Russian Ambassador Vassily Nebenzia said the veto did not mean that the investigation was shut down. He added that Moscow would seek to amend the panel’s mandate to ensure it is impartial.
“We did not close the JIM. We simply did not take a decision on extending it today,” he said. “We will return to it.”
Britain, France and the United States agreed that another vote could be held in the coming weeks to allow the JIM to continue its work.
Nebenzia accused the United States and its partners of seeking a vote on the measure “to show up and dishonor Russia.”
“What is taking place today is not very pleasant,” said Nebenzia. “It stinks, in fact.”
“We are seeing a well-rehearsed spectacle, which only strives to show up and embarrass one country,” he added.
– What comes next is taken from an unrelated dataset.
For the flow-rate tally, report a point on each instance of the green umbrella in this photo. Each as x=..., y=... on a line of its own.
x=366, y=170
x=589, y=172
In a statement released in Moscow, the Russian foreign ministry insisted that it had the right to study the upcoming report before making an assessment and accused the United States of trying to “impose its position.”
A resolution requires nine votes to be adopted at the council, but five countries — Britain, China, France, Russia and the United States — can block adoption with their veto power.
Who is to blame for Khan Sheikhun?
More than 87 people died in the nerve gas attack in Khan Sheikhun that drew global outrage and prompted the United States to fire cruise missiles at a Syrian air base from which the West says the assault was launched.
Last month, UN war crimes investigators said they had evidence that the Syrian air force was behind the attack, despite repeated denials from Damascus.
Russia maintains that the sarin attack was most likely caused by a bomb set off directly on the ground, not by a Syrian air strike as alleged by the West.
While the OPCW has established that sarin was used in the April attack, it does not have a mandate to assign blame, leaving that determination to the JIM.
The JIM has already concluded that Syrian government forces were responsible for chlorine attacks on three villages in 2014 and 2015, and that the Islamic State group used mustard gas in 2015.
The OPCW is reviewing more than 60 cases of alleged chemical weapons use in Syria, including a recently-uncovered sarin attack on an opposition-held village on March 30.